Com a organização de Doratioto, "Memórias de Dorothée Duprat de Lasserre: Relato de uma Prisioneira na Guerra do Paraguai (1870)" chegou, enfim, às livrarias no final do semestre do ano passado.

A francesa radicada no Paraguai Dorothée Duprat de Lasserre em foto da década de 1880 - Archivo Literario Municipal de Chivilcoy

Segundo o historiador da UnB, o conflito provocou, no mínimo, 240 mil mortes, considerando todos os países participantes. Como em qualquer grande guerra, os números de vítimas espantam, mas não causam a comoção esperada. Sendo uma visão bastante pessoal de uma mulher tão atenta quanto sensível, a tragédia narrada por Dorothée se distancia do impacto frio das contas de somar e multiplicar.
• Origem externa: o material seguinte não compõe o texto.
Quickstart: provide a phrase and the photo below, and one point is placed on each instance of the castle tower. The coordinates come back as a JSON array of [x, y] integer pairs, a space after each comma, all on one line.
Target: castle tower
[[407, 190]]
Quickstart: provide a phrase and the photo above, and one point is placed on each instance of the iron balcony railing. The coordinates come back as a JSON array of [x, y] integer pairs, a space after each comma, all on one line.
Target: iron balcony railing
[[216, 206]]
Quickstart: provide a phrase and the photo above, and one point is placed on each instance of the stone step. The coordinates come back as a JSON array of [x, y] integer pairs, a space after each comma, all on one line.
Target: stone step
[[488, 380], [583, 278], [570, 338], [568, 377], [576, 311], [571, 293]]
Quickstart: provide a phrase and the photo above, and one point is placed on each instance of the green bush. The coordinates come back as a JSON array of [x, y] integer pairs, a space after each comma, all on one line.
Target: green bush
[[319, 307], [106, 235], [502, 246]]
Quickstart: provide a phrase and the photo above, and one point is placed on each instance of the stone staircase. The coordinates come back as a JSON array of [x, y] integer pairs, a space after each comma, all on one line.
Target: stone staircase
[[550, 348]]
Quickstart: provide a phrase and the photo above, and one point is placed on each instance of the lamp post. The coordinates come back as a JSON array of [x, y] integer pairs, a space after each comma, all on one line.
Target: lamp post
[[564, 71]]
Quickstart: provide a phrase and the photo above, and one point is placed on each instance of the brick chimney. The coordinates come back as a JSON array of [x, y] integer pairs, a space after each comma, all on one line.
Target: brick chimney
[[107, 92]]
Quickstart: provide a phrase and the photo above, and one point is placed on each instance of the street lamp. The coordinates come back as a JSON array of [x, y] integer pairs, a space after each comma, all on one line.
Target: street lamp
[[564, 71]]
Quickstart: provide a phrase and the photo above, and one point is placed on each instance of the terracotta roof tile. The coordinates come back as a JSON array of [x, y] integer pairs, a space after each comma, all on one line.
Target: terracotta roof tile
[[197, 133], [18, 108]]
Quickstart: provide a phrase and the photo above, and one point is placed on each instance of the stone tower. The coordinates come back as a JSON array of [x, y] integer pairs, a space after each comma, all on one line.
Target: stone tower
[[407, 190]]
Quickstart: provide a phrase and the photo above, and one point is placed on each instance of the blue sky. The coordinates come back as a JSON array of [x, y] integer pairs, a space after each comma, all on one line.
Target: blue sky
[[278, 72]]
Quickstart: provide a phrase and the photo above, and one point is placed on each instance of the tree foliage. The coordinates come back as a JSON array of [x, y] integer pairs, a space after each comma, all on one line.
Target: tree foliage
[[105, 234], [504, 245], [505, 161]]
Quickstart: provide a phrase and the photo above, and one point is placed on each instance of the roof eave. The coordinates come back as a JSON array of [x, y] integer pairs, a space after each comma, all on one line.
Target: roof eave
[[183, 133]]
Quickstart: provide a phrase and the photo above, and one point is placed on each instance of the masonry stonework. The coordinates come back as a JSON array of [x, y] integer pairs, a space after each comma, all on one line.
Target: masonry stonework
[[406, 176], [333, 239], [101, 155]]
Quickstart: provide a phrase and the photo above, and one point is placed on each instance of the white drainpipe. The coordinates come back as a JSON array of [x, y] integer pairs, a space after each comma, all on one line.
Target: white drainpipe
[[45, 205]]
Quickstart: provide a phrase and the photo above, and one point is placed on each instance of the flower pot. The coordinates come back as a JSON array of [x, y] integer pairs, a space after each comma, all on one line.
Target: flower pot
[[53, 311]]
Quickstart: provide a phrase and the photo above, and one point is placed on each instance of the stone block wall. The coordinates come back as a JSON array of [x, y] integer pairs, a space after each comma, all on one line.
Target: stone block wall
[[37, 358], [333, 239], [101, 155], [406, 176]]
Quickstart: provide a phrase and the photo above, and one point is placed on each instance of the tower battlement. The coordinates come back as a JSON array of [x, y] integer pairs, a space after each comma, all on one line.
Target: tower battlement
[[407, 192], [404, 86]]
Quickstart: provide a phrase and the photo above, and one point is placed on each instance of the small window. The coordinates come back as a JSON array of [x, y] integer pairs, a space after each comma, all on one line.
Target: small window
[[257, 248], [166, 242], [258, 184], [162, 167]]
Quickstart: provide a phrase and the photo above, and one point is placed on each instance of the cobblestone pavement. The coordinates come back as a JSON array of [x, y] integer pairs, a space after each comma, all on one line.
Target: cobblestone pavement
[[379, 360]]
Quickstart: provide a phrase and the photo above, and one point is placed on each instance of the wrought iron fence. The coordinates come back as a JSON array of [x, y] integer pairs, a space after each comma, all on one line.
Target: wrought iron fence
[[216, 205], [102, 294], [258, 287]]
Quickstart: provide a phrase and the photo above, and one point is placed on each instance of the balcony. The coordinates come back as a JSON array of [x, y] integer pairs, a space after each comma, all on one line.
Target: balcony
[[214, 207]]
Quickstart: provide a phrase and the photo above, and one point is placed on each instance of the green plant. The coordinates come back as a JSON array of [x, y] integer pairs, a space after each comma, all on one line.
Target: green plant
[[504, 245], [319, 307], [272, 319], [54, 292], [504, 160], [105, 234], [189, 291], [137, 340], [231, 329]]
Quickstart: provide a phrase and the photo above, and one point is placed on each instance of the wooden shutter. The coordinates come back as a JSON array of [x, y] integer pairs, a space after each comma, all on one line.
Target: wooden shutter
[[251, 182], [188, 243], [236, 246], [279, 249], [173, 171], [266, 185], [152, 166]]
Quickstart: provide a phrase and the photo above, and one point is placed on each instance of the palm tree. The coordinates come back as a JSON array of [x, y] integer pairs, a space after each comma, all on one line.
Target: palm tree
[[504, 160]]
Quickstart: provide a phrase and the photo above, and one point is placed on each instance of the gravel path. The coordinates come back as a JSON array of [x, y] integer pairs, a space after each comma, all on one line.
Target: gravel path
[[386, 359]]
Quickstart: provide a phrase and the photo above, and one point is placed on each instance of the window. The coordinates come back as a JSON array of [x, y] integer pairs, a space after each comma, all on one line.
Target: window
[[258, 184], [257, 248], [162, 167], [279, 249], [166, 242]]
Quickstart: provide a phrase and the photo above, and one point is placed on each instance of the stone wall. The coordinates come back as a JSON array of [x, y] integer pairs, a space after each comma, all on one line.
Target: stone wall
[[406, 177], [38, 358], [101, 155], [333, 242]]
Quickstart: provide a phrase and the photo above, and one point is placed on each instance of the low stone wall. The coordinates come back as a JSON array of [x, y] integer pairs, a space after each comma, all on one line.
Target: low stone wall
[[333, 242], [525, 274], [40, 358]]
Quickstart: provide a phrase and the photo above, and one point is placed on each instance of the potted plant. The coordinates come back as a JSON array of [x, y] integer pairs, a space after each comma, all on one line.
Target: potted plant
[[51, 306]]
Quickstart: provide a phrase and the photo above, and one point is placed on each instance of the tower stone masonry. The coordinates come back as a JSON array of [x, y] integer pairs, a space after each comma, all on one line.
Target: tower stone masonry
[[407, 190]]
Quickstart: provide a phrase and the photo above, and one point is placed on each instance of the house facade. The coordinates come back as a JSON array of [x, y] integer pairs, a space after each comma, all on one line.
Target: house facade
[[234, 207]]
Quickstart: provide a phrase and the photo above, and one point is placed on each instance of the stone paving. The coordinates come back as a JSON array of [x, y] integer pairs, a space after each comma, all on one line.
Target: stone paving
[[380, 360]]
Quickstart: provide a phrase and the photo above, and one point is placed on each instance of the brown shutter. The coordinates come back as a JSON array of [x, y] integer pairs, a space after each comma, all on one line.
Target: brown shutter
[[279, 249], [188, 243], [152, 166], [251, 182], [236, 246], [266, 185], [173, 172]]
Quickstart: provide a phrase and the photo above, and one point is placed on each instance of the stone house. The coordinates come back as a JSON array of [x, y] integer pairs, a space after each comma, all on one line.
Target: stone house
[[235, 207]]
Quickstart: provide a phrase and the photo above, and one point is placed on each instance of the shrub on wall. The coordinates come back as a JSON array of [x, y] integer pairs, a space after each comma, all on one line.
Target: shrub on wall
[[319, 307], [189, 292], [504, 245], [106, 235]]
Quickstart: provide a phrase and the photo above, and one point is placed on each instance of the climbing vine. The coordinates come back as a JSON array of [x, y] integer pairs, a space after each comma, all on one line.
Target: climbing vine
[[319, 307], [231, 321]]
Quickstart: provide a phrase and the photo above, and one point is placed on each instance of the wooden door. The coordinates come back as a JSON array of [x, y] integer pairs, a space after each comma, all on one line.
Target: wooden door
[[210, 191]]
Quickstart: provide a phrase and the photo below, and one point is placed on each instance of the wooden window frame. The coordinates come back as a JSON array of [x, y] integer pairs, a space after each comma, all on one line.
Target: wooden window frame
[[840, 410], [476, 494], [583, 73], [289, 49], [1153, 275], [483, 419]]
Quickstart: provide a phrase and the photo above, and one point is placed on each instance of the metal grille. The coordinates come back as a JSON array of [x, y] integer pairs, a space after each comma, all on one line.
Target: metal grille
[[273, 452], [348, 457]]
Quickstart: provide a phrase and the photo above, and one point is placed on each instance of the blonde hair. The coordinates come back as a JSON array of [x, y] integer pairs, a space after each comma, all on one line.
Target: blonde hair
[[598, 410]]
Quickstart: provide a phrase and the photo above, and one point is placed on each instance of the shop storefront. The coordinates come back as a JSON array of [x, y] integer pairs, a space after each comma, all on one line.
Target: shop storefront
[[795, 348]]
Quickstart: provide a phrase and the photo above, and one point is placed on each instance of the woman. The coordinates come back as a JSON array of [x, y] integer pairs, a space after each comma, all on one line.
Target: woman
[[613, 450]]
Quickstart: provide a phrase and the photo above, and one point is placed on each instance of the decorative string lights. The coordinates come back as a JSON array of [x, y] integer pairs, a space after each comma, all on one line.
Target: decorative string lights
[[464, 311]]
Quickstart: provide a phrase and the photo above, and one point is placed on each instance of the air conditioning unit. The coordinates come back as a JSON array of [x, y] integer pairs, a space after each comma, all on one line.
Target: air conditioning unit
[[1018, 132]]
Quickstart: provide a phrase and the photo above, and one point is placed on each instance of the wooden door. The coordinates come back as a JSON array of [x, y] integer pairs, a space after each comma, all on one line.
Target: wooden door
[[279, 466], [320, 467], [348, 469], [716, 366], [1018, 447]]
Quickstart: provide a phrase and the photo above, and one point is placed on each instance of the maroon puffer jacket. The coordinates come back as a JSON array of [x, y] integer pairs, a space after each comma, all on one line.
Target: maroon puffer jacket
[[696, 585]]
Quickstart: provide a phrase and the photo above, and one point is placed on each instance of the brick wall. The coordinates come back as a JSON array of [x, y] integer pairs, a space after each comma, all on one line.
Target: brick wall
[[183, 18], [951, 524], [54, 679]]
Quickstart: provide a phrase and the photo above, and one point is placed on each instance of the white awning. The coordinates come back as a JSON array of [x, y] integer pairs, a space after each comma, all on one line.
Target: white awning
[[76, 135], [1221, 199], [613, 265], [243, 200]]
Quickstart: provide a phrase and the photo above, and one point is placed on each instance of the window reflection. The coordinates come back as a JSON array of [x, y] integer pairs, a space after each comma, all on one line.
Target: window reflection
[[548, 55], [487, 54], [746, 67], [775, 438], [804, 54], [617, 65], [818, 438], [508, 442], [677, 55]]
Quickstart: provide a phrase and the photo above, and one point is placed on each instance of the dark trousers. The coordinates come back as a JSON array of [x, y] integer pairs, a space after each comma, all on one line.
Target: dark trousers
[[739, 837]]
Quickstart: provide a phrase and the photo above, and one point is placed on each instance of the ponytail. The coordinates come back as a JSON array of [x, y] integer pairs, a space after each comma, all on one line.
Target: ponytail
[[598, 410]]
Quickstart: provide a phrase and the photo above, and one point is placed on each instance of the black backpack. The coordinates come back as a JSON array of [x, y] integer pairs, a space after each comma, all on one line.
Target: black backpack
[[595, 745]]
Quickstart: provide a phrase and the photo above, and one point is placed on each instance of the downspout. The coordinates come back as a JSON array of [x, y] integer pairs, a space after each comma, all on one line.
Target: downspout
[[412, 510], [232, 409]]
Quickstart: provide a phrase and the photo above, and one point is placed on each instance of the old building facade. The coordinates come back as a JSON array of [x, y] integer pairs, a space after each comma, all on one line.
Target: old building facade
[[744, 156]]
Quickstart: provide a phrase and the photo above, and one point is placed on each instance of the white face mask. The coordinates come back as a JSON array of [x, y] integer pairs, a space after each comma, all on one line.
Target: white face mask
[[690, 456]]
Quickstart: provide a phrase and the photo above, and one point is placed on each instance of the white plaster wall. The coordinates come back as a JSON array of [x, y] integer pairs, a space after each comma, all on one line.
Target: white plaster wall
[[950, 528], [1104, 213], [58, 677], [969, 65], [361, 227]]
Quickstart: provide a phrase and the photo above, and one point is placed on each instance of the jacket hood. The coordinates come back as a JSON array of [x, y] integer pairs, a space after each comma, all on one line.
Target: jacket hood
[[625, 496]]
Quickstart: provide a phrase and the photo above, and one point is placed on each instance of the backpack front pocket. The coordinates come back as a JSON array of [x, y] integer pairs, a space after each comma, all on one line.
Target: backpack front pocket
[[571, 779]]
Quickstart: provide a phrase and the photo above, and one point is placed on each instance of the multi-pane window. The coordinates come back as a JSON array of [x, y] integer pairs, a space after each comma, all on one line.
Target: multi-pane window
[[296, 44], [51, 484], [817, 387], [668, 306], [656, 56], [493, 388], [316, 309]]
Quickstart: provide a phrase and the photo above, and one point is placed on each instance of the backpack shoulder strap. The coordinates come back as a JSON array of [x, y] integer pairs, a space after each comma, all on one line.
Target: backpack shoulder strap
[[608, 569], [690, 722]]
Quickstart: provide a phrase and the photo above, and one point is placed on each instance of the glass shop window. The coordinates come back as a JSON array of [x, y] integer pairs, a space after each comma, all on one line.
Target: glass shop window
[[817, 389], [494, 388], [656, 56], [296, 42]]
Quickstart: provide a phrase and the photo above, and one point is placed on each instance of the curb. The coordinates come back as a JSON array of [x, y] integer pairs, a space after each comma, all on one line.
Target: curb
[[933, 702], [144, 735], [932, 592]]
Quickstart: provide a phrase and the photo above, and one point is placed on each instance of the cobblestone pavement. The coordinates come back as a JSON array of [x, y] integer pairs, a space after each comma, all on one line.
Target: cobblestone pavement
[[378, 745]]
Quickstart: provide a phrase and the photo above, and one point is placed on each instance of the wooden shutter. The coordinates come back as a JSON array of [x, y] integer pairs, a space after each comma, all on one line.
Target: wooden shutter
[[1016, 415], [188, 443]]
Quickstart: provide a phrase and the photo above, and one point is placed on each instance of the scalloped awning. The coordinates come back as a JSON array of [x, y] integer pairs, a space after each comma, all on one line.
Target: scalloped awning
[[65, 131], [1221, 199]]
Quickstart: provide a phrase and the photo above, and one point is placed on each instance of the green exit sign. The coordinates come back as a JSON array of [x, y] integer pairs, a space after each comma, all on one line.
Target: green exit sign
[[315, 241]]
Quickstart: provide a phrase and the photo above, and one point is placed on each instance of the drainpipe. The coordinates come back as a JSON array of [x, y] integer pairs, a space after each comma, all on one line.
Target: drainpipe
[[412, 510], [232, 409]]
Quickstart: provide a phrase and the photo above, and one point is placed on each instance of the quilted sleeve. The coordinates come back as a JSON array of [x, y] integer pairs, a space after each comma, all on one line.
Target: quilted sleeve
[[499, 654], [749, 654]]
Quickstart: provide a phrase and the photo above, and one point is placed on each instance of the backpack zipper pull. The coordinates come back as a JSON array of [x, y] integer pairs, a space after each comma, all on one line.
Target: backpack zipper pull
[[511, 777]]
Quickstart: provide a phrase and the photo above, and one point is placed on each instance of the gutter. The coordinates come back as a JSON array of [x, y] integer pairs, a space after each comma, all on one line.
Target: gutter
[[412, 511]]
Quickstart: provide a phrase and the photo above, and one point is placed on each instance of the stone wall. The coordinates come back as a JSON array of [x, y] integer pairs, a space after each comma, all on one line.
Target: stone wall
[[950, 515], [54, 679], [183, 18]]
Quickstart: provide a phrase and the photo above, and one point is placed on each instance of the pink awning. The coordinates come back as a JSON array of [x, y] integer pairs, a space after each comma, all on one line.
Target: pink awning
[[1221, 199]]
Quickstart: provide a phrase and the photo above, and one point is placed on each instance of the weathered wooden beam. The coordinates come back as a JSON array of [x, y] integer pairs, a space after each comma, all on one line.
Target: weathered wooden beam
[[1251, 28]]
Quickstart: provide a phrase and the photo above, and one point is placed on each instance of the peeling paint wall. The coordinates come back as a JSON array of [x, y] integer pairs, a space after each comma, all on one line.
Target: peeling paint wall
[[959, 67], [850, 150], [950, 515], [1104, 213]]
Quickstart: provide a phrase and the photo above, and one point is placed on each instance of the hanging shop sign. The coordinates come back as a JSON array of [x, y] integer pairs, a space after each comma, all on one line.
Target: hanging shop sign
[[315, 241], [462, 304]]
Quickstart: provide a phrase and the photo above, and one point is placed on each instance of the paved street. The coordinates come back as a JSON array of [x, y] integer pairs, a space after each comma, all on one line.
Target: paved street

Seu depoimento se estende do início de 1868, quando veio a determinação de Solano López para que todos os franceses que viviam no Paraguai se alistassem, a dezembro de 1869, quando ela e outras centenas de "destinadas" foram libertadas pelas tropas brasileiras. Nesse meio-tempo, Dorothée, de pouco mais de 20 anos, e sua mãe, na casa dos 40, foram obrigadas a se juntar ao grupo de prisioneiros, que seguiam no sentido inverso das tropas aliadas. Acumulavam cansaço e doenças, que levavam à inanição.

Sobre a situação em Espadim, ela descreveu: "Nos fazia muita falta a carne de burro; algumas famílias comeram cães, sapos, serpentes; os meninos tornaram-se fracos como esqueletos, mas a mortandade seguia levando crianças e velhas. Sobretudo os dias de chuva eram fatais: amanheciam hirtos, gelados, esses pobres que ainda ontem buscavam seu sustento".

Ainda em Espadim, a francesa, à procura de comida, se viu perdida no matagal: "Quando escureceu, enlouqueci de dor pensando nas aflições que minha mãe teria não nos vendo voltar. Pus-me a chorar e a gritar sem juízo".

De acordo com Doratioto, "a maior parte das mortes na guerra —quer do lado paraguaio, quer do lado aliado, principalmente brasileiro— foi causada por doenças e exaustão física, não por combates". As "destinadas", que não recebiam comida dos soldados que as vigiavam, são um símbolo dessa realidade. "Mulheres, como Dorothée, com uma situação social mais privilegiada, ainda podiam comprar comida, trocar joias por um quilo de carne, coisas assim. Mas tudo isso acabou, e a miséria foi se instalando".

Uma dúvida surge nas primeiras páginas do depoimento de Dorothée: havia razão para que o Paraguai desconfiasse da lealdade dela e da sua família ao governo do país?

"Eles foram presos em 1868 por uma suposta conspiração contra Solano López, uma conspiração da qual teriam participado cerca de 2.000 pessoas, quase toda a elite de Assunção. Não há lógica nisso e também não existe um documento que mostre que isso tivesse uma base real", afirma o historiador. Em outras palavras, as sucessivas derrotas paraguaias alimentavam as paranoias do ditador, que via conspirações por todos os lados.

No posfácio, Doratioto explica como Solano López assumiu o poder e como sua imagem sofreu alterações ao longo dos séculos 19 e 20. Apresenta ainda as motivações para a guerra e lembra como as mulheres, brasileiras e paraguaias, atuaram no conflito. O mais interessante, porém, está nas revelações sobre o paradeiro de Dorothée depois de ser libertada, uma pesquisa que tomou quase um ano do historiador.

Prisioneiros de guerra no acampamento de San Fernando retratados no 'Álbum da Guerra do Paraguai', de 1893 - Biblioteca Nacional do Paraguai/Divulgação

Ela começou uma outra vida em Chivilcoy, cidade a cerca de 150 km de Buenos Aires, onde se casou novamente —o primeiro marido havia sido morto pelos homens de Solano López. Além de atuar como professora, escritora e jornalista, participou de campanhas beneficentes, como o combate à varíola, e ajudou a fundar uma biblioteca.

Depois de enfrentar o inferno nas matas paraguaias, construiu uma trajetória admirável na Argentina e morreu aos 87 anos em 1932. É inevitável a constatação: Dorothée renderia um filme e tanto.

Erramos: o texto foi alterado

Por erro de edição, o resumo da reportagem informou que a francesa Dorothée Duprat de Lasserre estava radicada no Uruguai em vez do Paraguai.